In Soma, you play as a man named Simon Jarrett, a seemingly average and mild-mannered Canadian. The survivor of a car accident that claimed the life of his close friend, Simon has been living with a permanent brain injury since that day, frequently going to appointments to monitor the status of his injury. After beginning a new treatment using an experimental form of brain scanning technology, Simon finds himself abruptly plunged into the dark depths of PATHOS-II, a dilapidated group of research bases at the bottom of the sea.
With no idea how he got there or what caused PATHOS-II to fall into such disarray, Simon embarks on a journey through the base and others like it trying to find any remaining signs of humanity. Through it all, Simon must overcome his fears and plunge headfirst into the unknown, grappling with the state of the world as well as facing the harsh reality of what’s become of him while attempting to survive.
Along the way, Simon meets and befriends Catherine Chun, an antisocial scientist and one of the former researchers working at PATHOS-II. Having left her human body behind in favor of transferring her consciousness to a digital form, she acts as a guide and support throughout most of the story. Together, they hope to reach her final creation at the deepest reaches of PATHOS-II, wishing to preserve some last remnants of humanity before it’s too late.
In Soma, Simon must navigate the increasingly more dangerous research bases that comprise PATHOS-II, escaping from the various mechanical enemies that wish to do him harm. Though initially thinking of only survival and trying to learn how it was he got there, his mission soon turns to assisting Catherine in her endeavor to launch the ARK, a satellite loaded with the digitally preserved consciousness of various scientists who worked at PATHOS-II.
As Simon and Catherine travel deeper into the remains of the compound, they’re forced to confront the forces of the WAU, an rogue artificial intelligence employed by PATHOS-II’s creators.
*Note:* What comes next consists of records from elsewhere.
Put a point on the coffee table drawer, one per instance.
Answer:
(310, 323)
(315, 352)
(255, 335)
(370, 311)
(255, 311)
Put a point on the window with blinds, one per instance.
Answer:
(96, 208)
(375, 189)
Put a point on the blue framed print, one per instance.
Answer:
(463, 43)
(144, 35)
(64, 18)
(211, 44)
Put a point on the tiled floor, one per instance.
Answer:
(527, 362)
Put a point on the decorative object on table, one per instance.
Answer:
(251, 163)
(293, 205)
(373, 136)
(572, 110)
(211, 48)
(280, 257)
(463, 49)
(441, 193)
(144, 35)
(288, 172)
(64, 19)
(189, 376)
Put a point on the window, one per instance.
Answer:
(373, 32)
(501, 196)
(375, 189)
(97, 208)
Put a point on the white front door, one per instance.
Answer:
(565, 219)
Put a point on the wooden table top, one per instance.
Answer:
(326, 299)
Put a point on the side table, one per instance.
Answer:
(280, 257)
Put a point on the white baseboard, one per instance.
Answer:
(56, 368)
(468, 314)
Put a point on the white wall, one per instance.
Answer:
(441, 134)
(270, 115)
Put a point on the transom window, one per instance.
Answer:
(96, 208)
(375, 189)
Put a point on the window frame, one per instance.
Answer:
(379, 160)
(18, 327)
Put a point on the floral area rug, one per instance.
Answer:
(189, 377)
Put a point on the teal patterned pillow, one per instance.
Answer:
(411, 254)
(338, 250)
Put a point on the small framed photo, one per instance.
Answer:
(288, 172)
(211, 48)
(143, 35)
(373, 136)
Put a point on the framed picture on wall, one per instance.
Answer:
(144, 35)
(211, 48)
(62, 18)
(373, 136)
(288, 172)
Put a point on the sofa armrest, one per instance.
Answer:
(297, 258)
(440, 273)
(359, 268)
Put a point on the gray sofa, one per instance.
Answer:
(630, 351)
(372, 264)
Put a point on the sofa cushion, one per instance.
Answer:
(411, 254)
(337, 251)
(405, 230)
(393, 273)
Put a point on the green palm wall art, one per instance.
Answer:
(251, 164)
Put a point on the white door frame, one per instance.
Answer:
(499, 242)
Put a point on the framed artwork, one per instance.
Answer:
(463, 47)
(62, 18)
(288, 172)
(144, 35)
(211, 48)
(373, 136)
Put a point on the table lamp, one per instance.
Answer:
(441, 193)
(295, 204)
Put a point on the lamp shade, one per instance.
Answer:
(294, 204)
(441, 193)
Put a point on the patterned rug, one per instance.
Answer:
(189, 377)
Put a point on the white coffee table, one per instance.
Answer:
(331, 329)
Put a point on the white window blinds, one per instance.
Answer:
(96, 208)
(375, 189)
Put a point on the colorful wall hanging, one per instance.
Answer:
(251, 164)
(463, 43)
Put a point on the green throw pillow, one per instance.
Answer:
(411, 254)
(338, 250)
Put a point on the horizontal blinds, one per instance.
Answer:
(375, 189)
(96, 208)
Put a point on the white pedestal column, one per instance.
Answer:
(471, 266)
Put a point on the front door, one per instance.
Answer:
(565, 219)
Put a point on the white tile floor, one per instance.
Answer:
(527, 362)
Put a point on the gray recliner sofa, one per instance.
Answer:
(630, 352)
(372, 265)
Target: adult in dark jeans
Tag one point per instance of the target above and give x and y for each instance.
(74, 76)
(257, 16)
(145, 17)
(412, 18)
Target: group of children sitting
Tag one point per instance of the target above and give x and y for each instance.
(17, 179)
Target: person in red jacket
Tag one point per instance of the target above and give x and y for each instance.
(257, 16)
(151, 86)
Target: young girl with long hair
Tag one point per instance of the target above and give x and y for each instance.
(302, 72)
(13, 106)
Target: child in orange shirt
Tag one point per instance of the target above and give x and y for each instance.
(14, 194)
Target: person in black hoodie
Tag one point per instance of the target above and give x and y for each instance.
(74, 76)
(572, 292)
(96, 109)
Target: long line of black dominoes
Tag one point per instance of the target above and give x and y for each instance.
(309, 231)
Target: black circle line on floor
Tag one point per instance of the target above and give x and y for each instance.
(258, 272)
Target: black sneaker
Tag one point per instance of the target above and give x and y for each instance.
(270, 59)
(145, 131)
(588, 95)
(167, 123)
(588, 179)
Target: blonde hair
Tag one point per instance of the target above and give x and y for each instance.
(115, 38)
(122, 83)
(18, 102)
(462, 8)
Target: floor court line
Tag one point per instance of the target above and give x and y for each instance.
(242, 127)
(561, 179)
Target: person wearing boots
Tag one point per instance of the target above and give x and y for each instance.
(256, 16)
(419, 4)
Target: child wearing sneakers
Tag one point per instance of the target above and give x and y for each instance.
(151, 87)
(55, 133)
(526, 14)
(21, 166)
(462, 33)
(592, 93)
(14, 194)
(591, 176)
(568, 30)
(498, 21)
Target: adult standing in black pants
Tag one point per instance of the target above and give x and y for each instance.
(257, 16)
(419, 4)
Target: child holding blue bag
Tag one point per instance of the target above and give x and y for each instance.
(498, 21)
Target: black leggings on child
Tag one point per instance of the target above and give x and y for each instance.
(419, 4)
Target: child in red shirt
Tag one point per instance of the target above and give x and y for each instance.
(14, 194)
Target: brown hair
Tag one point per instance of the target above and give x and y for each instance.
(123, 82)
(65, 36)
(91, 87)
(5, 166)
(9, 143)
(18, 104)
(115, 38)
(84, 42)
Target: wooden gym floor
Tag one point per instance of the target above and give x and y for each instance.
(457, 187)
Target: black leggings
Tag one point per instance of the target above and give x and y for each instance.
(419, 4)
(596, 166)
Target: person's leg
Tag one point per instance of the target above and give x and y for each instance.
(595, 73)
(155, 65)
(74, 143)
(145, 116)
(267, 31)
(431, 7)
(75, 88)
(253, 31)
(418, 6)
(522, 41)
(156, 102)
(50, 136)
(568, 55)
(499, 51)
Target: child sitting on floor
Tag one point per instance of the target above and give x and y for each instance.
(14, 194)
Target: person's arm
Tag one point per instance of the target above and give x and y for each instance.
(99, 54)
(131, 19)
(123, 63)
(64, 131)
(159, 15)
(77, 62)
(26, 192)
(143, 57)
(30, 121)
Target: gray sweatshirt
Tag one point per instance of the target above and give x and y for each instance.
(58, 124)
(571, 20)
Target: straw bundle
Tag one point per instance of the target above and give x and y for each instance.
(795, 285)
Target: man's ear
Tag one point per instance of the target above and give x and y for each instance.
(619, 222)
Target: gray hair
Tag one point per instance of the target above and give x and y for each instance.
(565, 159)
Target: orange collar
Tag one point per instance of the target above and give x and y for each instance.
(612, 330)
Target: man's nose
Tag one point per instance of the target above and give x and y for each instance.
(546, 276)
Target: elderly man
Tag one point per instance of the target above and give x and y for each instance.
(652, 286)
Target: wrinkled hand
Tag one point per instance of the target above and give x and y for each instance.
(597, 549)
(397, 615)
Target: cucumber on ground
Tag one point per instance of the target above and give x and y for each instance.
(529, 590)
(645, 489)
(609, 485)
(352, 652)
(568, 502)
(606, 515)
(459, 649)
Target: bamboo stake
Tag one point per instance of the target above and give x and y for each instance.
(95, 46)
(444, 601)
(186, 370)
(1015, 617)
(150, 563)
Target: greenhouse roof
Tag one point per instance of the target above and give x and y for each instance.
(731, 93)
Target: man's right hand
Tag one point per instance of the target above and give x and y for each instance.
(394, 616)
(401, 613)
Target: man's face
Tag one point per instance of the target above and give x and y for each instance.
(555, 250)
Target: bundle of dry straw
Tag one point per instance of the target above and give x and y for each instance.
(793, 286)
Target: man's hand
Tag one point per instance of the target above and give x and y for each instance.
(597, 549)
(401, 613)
Though originally tasked with protecting and preserving the last of human civilization with the scientists of PATHOS-II, it quickly went rogue and began to murder the people in its care, turning their bodies into horrific mechanical monstrosities and implanting digital copies of their consciousness into artificial machine bodies. Seeing the two as enemies to its goal of “saving” humanity, the WAU sends its minions to track down the duo to prevent them from potentially harming it.
With numerous twists and turns that keep the player reeling the entire time, it’s difficult to talk about the fine details of Soma’s excellently crafted story without giving away several key spoilers. Uncovering all of this is the best part, though, as there are plenty of collectibles and bits of information scattered throughout the environment across the entire game that give you a deep insight into not just the world of Soma, but the people who used to live there, as well.
Through their mission to send the ARK into space and encounters with the remnants of the people who used to live in the bases, Simon and the player are forced to question the true nature of humanity and what we may leave behind once we’re gone. Without their bodies, are the “people” within the ARK truly people at all? What makes the machines who roam the halls of PATHOS-II all that different from Catherine herself now that she’s simply a digital consciousness? And, in the end, does life even have any value at all?
DLC & Expansion Packs
Soma has no form of DLC or any planned expansion packs. The developers have not mentioned any plans to develop this content in the future.
Soma tells a haunting and deeply compelling story about the nature of personhood and the value we place on life. Beautiful yet disturbing to look at with immersive sound and game design, there’s truly a reason people still speak about it all these years later. Any fans of Frictional Games’ other titles or survival horror in general will be more than pleased with Soma, likely finding it to be one of their favorite entries in the genre in recent memory.